- Límite "amor". -
Quería suicidarme. Me habia tirado incontables veces a la calle, con la intención de pérderme. Habia cogido el coche otras tantas, con la intención de desaparecer por algún acantilado. Pero parece que cuanto más buscaba la muerte menos la encontraba.
Me alegré mucho cuando pasados unos años supe que ella ya era felíz.
Que tenía alguien que la cuídaba. Alguien que le preparaba la cena y los baños de agua caliente. Supe que si hubiese pérdido la vida, hoy por hoy no habría gozado del saberla felíz.
A mi la vida me fue bien jodida. Pero a estas alturas dá igual.
Contraí un monton de enfermedades por un sexo descontralo y sin precauciones. Me enamoré tantas veces como roturas de corazón obtuve. Pero decidí decir NO al suícidio, porque yo sabía que la muerte me vendría sóla (si había de venir).
Casí me enganché a la coca (supe soltarla a tiempo), fumé porros, tomé extasis. Me harté de bailar, drogada y sedienta de alcohol en los afters que me resguardaban de la fría y solitaria calle.
Perdí una herencía en el bingo. Conocí a un tipo que me timó el poco dinero que me quedaba ofreciendome un trabajo estable, una casa estupénda y en unas condiciones inmejorables... y yo caí, le dí el poco dinero que me quedaba y ya nunca volví a verle.
Me tacharón de puta para arriba.
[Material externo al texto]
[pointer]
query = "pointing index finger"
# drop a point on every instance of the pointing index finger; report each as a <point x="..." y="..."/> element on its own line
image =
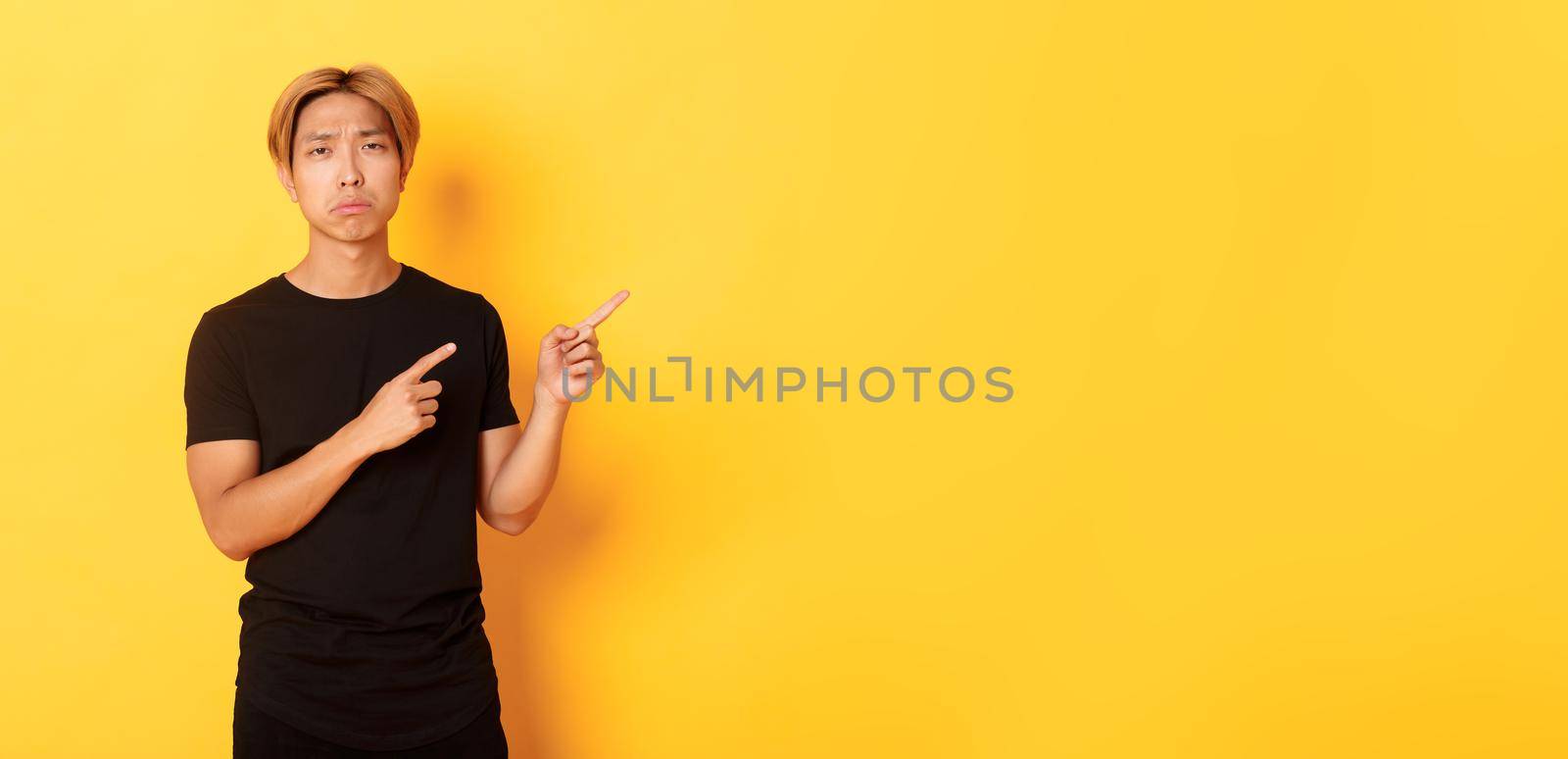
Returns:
<point x="428" y="361"/>
<point x="603" y="313"/>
Me acusaron de algo que yo no hize y me detuvo la policía por presunto robo en una tienda donde sin saber como encontrarón objetos personales míos.
Estuve en la cárcel 8 largos meses. Aguanté criticas, insultos, palizas..y más.
En aquella larga espera para tener al fin mi libertad, sin más cargos, pues yo era inocente...te escribí un monton de cartas que nunca te hize llegar. LLoré sangre el día que me enteré por un lejano conocido que vino a visitarme a la cárcel, que te casabas. Tu que siempre decías que nunca querrías esa clase de compromiso, que no hacía falta estar casada para esto o lo otro.
Y la herida se abrió.
Yo que tantas veces te pedí que te casaras conmigo, bajo las sábanas, a la salida del cine, frente al mar.Que te lo pedía cuando todo estaba bién, que te lo pedía cuando yo estuve a punto de entrar en aquella escuela de arte donde cumpliría el sueño de enseñar lo poco que se hacer....y encontrar mi estabilidad, para compartirla contigo.
Y no me respondías, nunca lo hiciste...quizás debí habertelo pedido más.
Y ahora te casabas con aquella mujer.
Recuerdo que grite, agarrada a los barrotes: MATADME! MATADME! MATADME!.
Y recuerdo que al día siguiente, las presas me daban abrazos, me ofrecían tabaco, e incluso me ofrecían su amistad.....
El día de mi libertad, yo dude de si quería ser libre o no. No tenía ni puta idea de que coño iba a hacer con mi vida. Podía robar un banco y donar todo el dinero a Cáritas, y luego entrar de nuevo en prisión, esa podría ser una buena idea.
Pero....recordé el dólor, la pena que se siente por no ver el cielo, ni a los perros mear en medio de la calle, ni el olor a Goffres recién echos. Sin ver el mar.
Entonces miré atrás, y me alejé de aquel sitio.
Sólo quedaba retomar el vuelo y volar.........sin mirar atrás. Sin pensar en ti.Sin pensar en tí...quizás eso siga siendo lo más dificil aún despues de lo vivido.